In a VStack, you just have add .accessibilityAddTraits(.isHeader) to your header view. However, if your view is in a LazyVStack, that won't work if the view is not visible. As its name implies, LazyVStack is lazy so that makes sense.
There is very little information online about system rotors, but it seems you are supposed to use .accessibilityRotor() with the headings system rotor (.accessibilityRotor(.headings)) outside of the LazyVStack. Something like the following.
.accessibilityRotor(.headings) {
ForEach(entries) { entry in
// entry.id must be the same as the id of the SwiftUI view it is about
AccessibilityRotorEntry(entry.name, id: entry.id)
}
}
It kinds of work, but only kind of. When using .accessibilityAddTraits(.isHeader) in a VStack, the view is in the headings rotor as soon as you change screen.
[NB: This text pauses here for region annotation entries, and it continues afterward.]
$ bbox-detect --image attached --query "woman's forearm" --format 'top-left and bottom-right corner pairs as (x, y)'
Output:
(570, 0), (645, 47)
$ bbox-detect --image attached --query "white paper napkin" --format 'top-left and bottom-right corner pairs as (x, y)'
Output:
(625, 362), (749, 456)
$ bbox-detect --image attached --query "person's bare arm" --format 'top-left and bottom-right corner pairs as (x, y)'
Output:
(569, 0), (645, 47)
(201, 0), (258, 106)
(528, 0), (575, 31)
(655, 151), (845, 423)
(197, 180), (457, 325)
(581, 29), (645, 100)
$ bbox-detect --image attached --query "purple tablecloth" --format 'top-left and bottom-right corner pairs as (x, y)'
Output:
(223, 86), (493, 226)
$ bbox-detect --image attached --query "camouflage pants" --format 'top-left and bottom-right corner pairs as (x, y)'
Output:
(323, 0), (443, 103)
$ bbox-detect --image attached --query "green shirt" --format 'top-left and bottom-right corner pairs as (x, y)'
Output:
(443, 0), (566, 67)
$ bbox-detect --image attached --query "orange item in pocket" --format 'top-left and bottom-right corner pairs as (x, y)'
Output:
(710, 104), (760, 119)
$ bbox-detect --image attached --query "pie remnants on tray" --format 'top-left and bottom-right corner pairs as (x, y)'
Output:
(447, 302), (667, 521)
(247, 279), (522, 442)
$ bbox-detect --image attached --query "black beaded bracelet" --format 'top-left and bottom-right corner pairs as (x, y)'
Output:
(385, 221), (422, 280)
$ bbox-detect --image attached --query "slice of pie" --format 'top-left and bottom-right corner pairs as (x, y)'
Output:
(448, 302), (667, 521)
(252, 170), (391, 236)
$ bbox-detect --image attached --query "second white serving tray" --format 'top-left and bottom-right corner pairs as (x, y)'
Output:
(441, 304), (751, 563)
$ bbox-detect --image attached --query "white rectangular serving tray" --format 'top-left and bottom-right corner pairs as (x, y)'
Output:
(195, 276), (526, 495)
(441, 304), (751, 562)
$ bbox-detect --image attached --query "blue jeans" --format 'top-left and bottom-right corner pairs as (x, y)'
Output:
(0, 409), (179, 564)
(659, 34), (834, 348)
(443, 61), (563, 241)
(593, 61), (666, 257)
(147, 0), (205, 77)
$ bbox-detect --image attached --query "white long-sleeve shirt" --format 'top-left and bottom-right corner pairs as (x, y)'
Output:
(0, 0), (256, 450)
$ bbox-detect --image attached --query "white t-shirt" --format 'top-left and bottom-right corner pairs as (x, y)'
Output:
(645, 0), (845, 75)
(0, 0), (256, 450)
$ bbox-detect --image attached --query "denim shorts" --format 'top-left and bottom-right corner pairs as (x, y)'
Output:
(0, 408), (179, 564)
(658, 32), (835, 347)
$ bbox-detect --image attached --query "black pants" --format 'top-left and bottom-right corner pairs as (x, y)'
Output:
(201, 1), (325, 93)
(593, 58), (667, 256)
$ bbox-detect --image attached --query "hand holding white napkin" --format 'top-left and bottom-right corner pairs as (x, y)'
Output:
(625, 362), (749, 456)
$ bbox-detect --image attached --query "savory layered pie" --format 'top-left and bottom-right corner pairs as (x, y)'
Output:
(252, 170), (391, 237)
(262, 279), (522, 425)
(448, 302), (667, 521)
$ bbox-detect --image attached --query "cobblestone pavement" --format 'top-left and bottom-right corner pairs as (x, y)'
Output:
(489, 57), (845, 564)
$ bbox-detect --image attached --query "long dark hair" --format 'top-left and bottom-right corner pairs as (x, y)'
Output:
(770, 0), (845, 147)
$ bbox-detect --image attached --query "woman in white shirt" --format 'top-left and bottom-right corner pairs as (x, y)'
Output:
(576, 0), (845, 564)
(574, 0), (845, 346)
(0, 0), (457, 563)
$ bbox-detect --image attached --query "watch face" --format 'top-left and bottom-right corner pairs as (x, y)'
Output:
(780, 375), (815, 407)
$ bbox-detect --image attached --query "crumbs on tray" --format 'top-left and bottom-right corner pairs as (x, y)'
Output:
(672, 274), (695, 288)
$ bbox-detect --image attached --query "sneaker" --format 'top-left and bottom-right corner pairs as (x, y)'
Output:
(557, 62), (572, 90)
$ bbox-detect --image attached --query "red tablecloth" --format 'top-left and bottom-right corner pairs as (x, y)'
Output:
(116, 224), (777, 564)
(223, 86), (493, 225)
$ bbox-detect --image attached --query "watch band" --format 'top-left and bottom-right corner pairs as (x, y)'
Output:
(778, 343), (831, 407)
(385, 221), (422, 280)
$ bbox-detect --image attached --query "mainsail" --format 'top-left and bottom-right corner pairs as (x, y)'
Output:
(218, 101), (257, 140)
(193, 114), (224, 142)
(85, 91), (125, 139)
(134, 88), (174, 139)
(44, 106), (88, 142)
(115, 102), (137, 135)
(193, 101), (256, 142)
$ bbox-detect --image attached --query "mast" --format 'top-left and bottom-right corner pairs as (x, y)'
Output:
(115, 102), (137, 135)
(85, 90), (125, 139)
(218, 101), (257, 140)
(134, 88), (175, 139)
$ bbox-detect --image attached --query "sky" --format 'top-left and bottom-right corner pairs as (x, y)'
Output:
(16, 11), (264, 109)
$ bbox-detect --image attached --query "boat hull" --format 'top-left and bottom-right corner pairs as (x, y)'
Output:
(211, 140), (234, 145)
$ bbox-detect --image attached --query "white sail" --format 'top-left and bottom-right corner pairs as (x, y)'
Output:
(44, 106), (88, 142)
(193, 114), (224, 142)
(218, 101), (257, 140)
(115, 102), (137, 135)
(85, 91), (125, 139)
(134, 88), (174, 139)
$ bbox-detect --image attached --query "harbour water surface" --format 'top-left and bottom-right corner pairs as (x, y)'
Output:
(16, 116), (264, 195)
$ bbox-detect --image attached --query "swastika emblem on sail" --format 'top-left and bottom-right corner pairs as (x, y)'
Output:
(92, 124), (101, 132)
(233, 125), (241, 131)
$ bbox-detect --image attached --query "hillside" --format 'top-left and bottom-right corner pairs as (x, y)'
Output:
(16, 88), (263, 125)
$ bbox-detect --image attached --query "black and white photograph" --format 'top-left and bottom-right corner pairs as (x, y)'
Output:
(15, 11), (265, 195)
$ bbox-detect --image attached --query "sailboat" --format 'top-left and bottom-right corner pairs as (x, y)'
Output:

However, when using .accessibilityRotor(.headings), the headers (headings?) are not in the headings rotor at the time the screen appears. You have to move the accessibility focus inside the screen before your headers show up.
I'm a beginner in regards to VoiceOver, so I don't know how a blind user used to VoiceOver would perceive this, but it feels to me that having to move the focus before the headers are in the headings rotor would mean some users would miss them.
So my question is: is there a way to have headers inside a LazyVStack (and are not necessarily visible at first) to be in the headings rotor as soon as the screen appears? (be it using .accessibilityRotor(.headings) or anything else)
The "SwiftUI Accessibility: Beyond the basics" talk from WWDC 2021 mentions custom rotors, not system rotors, but that should be close enough. It mentions that for accessibilityRotor to work properly it has to be applied on an accessibility container, so just in case I tried to move my .accessibilityRotor(.headings) to multiple places, with and without the accessibilityElement(children: .contain) modifier, but that did not seem to change the behavior (and I could not understand why accessibilityRotor could not automatically make the view it is applied on an accessibility container if needed).
Also, a related question: when using .accessibilityRotor(.headings) on a screen, is it fine to mix uses of .accessibilityRotor(.headings) and .accessibilityRotor(.headings)? In a screen with multiple type of contents (something like ScrollView { VStack { MyHeader(); LazyVStack { /* some content */ }; LazyVStack { /* something else */ } } }), having to declare all headers in one place would make code reusability harder.